Opinion

Saint Cuomo

When it comes to campaign-finance reform, Andrew Cuomo is sounding a lot like St. Augustine before he changed: “Lord, make me chaste — but not yet.”

Which is to say the governor, while professing the urgent need to close the loopholes in New York’s notoriously porous campaign-finance laws, is making it clear that he intends to take full advantage of them until he can persuade the Legislature to change them.

The governor defends himself by saying that when he uses them, “they aren’t loopholes. Those are the laws that are written.” But that’s a change from his position in 2010, when he was clear about the very same fund-raising devices he’s now using. The word he used back then: loopholes.

He’s already got nearly $28 million in the bank for his 2014 re-election campaign, and the money keeps pouring in — and in big chunks.
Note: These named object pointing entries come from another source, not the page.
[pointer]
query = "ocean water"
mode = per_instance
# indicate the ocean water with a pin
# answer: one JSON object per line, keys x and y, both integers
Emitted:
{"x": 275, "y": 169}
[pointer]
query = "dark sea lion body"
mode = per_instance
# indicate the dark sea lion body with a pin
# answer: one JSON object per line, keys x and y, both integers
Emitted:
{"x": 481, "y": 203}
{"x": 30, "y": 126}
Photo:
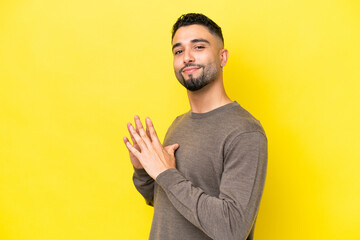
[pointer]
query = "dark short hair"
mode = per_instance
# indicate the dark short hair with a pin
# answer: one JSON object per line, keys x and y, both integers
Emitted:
{"x": 200, "y": 19}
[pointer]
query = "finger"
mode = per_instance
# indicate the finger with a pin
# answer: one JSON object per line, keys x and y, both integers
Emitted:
{"x": 151, "y": 129}
{"x": 132, "y": 149}
{"x": 138, "y": 139}
{"x": 131, "y": 135}
{"x": 172, "y": 148}
{"x": 142, "y": 132}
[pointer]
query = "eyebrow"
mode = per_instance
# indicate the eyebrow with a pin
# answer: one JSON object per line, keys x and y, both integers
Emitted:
{"x": 193, "y": 41}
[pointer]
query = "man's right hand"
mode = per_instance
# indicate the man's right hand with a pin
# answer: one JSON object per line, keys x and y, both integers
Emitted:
{"x": 135, "y": 162}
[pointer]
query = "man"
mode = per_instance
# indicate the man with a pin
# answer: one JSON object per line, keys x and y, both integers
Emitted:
{"x": 208, "y": 181}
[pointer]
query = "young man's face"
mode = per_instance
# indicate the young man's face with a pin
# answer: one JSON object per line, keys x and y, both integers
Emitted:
{"x": 197, "y": 56}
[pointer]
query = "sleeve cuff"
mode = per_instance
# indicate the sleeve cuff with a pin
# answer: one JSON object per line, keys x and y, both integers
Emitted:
{"x": 140, "y": 172}
{"x": 169, "y": 178}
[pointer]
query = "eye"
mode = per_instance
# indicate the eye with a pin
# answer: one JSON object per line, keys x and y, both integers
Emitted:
{"x": 177, "y": 52}
{"x": 199, "y": 47}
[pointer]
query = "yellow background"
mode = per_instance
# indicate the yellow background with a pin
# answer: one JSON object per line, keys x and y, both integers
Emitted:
{"x": 73, "y": 73}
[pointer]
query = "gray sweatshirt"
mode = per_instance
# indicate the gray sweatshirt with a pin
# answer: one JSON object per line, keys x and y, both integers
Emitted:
{"x": 215, "y": 190}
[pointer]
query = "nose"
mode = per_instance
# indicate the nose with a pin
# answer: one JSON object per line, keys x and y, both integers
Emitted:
{"x": 188, "y": 57}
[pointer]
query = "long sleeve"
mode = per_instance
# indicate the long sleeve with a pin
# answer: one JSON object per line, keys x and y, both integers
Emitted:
{"x": 145, "y": 185}
{"x": 230, "y": 215}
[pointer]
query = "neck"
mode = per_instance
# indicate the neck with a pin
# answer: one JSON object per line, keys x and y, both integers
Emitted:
{"x": 209, "y": 97}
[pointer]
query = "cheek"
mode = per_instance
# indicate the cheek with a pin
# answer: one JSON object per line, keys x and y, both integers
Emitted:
{"x": 177, "y": 65}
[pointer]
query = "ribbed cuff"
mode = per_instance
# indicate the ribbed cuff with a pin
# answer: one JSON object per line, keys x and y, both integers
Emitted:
{"x": 169, "y": 178}
{"x": 140, "y": 172}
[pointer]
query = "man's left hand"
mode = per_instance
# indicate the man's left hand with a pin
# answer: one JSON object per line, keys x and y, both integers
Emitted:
{"x": 153, "y": 156}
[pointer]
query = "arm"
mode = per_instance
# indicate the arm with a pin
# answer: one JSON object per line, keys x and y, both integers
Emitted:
{"x": 145, "y": 185}
{"x": 231, "y": 214}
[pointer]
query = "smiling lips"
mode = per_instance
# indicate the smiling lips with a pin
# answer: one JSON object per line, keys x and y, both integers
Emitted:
{"x": 190, "y": 70}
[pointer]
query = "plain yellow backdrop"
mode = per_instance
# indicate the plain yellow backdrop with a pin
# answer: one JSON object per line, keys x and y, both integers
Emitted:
{"x": 74, "y": 72}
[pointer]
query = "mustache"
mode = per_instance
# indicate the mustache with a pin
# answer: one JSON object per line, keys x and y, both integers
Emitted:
{"x": 191, "y": 65}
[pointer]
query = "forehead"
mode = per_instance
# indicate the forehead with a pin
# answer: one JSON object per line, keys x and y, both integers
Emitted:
{"x": 187, "y": 33}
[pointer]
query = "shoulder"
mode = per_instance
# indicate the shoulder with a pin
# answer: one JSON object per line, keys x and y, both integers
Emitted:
{"x": 237, "y": 120}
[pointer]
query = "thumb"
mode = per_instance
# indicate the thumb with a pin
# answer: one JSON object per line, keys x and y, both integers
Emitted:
{"x": 171, "y": 149}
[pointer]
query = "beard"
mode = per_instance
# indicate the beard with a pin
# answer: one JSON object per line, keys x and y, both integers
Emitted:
{"x": 208, "y": 75}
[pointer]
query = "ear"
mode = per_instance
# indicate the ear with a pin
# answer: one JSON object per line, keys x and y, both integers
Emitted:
{"x": 224, "y": 55}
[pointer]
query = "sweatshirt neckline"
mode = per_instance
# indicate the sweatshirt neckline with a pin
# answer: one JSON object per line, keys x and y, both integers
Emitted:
{"x": 214, "y": 111}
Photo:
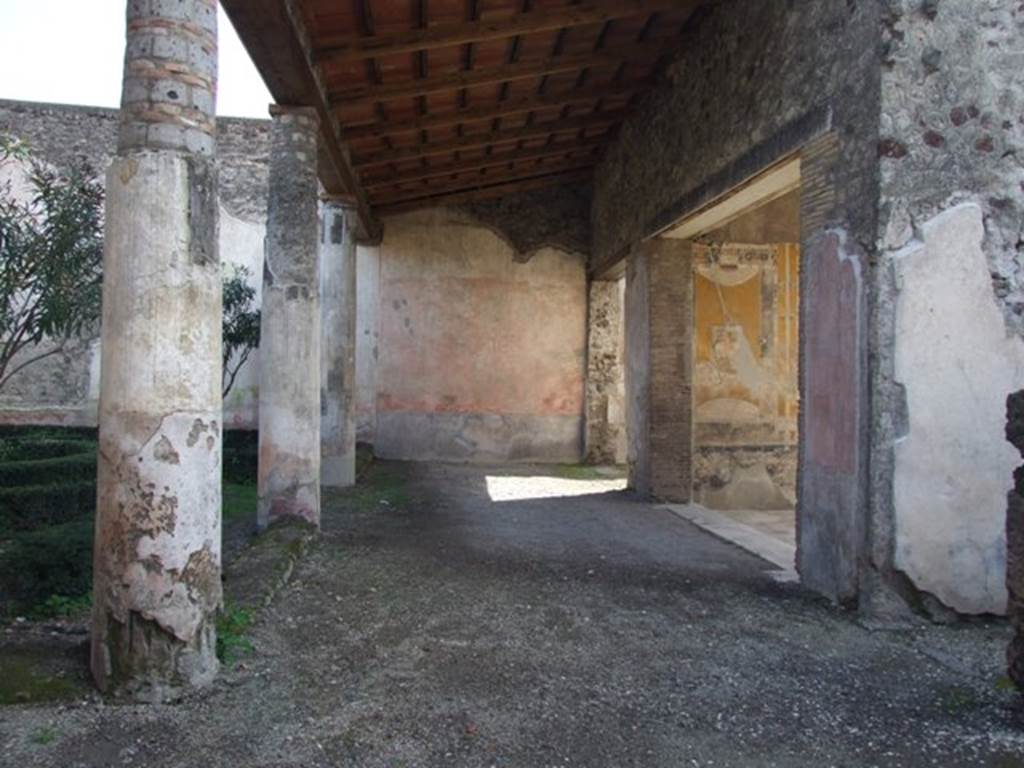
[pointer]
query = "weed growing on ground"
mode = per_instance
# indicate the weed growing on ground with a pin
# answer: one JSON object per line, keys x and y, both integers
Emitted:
{"x": 45, "y": 735}
{"x": 578, "y": 472}
{"x": 232, "y": 625}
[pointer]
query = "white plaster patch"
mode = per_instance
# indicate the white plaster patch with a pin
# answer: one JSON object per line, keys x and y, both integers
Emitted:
{"x": 953, "y": 468}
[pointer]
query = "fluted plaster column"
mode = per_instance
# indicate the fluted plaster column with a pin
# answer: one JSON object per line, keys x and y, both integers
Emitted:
{"x": 157, "y": 561}
{"x": 338, "y": 354}
{"x": 290, "y": 330}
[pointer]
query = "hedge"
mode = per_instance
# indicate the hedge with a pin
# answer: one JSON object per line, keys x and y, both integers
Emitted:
{"x": 56, "y": 560}
{"x": 32, "y": 450}
{"x": 30, "y": 507}
{"x": 48, "y": 471}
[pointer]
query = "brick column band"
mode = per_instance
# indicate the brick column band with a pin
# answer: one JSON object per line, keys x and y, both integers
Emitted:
{"x": 290, "y": 330}
{"x": 157, "y": 560}
{"x": 1015, "y": 543}
{"x": 338, "y": 354}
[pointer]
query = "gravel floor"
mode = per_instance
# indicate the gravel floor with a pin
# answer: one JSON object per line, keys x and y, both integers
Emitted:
{"x": 431, "y": 626}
The New York Public Interest Research Group reports that 80 percent of Cuomo’s campaign donors have contributed more than $10,000 each, with 200 of them giving more than $40,000 each. That adds up to more than $8 million, nearly a third of what Cuomo has raised thus far.

Now, we have no problem with Cuomo’s raking in big — and entirely legal — donations from supporters. Indeed, we’re more skeptical than he is about the supposed “corrosive effect” of money on politics.

But if he’s going to beat his chest and proclaim to the world that such contributions are inherently corrupting, he should forego them. With a $28 million war chest already in hand, that would hardly mean unilateral disarmament. As St. Augustine understood, reforming one’s ways isn’t easy — but people really should practice what they preach.